2. When an obligation, not constituting a loan or forbearance of money, is breached, an interest on the amount of damages awarded may be imposed at the discretion of the court at the rate of 6% per annum. No interest, however, shall be adjudged on unliquidated claims or damages except when or until the demand can be established with reasonable certainty. Accordingly, where the demand is established with reasonable certainty, the interest shall begin to run from the time the claim is made judicially or extrajudicially (Art. 1169, Civil Code) but when such certainty cannot be so reasonably established at the time the demand is made, the interest shall begin to run only from the date the judgment of the court is made (at which time the quantification of damages may be deemed to have been reasonably ascertained). The actual base for the computation of legal interest shall, in any case be on the amount finally adjudged.

 

3. When the judgment of the court awarding a sum of money becomes final and executory, the rate of legal interest, whether the case falls under paragraph 1 or paragraph 2, above, shall be 12% per annum from such finality until its satisfaction, this interim period being deemed to be by then an equivalent to a forbearance of credit.

 

 

Pursuant to these rules, the interest rate of 12% per annum shall apply from the finality of judgment until the total amount awarded is fully paid. The imposition of interest already takes into account the passage of time, and is meant to compensate Maceda for any further delays in payment by DBP.

 

WHEREFORE, we GRANT the petitions. We AFFIRM with MODIFICATION the Decision promulgated on 2 July 2004 by the Court of Appeals as well as the Resolution promulgated on 9 October 2006 in CA-G.R. CV No. 69823. The Development Bank of the Philippines is ordered to pay Bonifacio Sanz Maceda, Jr. P6,153,398.05 as actual damages, with interest at 6% per annum, to be reckoned from the time of the filing of the complaint. The Development Bank of the Philippines is further ordered to pay Bonifacio Sanz Maceda, Jr. P700,000 as moral damages; P150,000 as exemplary damages; P500,000 as temperate damages; and P100,000 as attorneys fees.
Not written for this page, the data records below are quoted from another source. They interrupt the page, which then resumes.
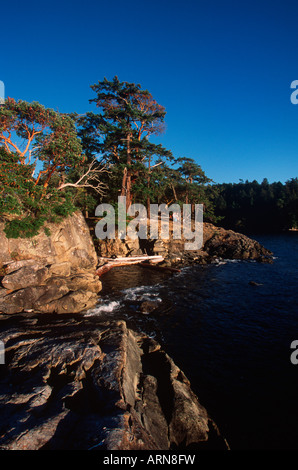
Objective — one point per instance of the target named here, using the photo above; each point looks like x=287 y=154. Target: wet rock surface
x=71 y=383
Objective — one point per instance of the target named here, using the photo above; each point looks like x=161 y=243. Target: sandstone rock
x=72 y=384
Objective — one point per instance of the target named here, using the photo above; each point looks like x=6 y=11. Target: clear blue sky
x=221 y=68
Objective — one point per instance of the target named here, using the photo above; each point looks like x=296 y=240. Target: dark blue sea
x=232 y=339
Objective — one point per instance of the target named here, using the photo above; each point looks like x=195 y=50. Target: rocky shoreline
x=71 y=383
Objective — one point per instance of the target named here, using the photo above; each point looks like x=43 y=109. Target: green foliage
x=252 y=207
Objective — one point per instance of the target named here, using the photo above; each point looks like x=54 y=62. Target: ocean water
x=231 y=338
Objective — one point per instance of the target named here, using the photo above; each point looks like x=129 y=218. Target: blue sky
x=222 y=69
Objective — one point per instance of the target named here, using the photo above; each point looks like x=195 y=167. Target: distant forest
x=253 y=207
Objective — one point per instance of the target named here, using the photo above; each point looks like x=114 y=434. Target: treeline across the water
x=253 y=207
x=53 y=163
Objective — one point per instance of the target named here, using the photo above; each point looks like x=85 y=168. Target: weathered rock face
x=69 y=383
x=49 y=274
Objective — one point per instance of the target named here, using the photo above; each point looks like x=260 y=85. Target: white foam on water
x=141 y=293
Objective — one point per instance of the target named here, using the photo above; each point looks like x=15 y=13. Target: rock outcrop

The interest rate of 12% per annum shall apply from the finality of judgment until the total amount awarded is fully paid.

 

SO ORDERED.

 

 

ANTONIO T. CARPIO

Associate Justice

 

 

WE CONCUR:

 

 

 

 

 

ANTONIO EDUARDO B. NACHURA

Associate Justice

 

 

 

 

DIOSDADO M. PERALTA ROBERTO A. ABAD

Associate Justice Associate Justice

 

 

 

 

JOSE C. MENDOZA

Associate Justice

 

 

 

ATTESTATION

I attest that the conclusions in the above Decision had been reached in consultation before the case was assigned to the writer of the opinion of the Courts Division.

 

 

 

ANTONIO T. CARPIO

Associate Justice

Chairperson

 

CERTIFICATION

Pursuant to Section 13, Article VIII of the Constitution, and the Division Chairpersons Attestation, I certify that the conclusions in the above Decision had been reached in consultation before the case was assigned to the writer of the opinion of the Courts Division.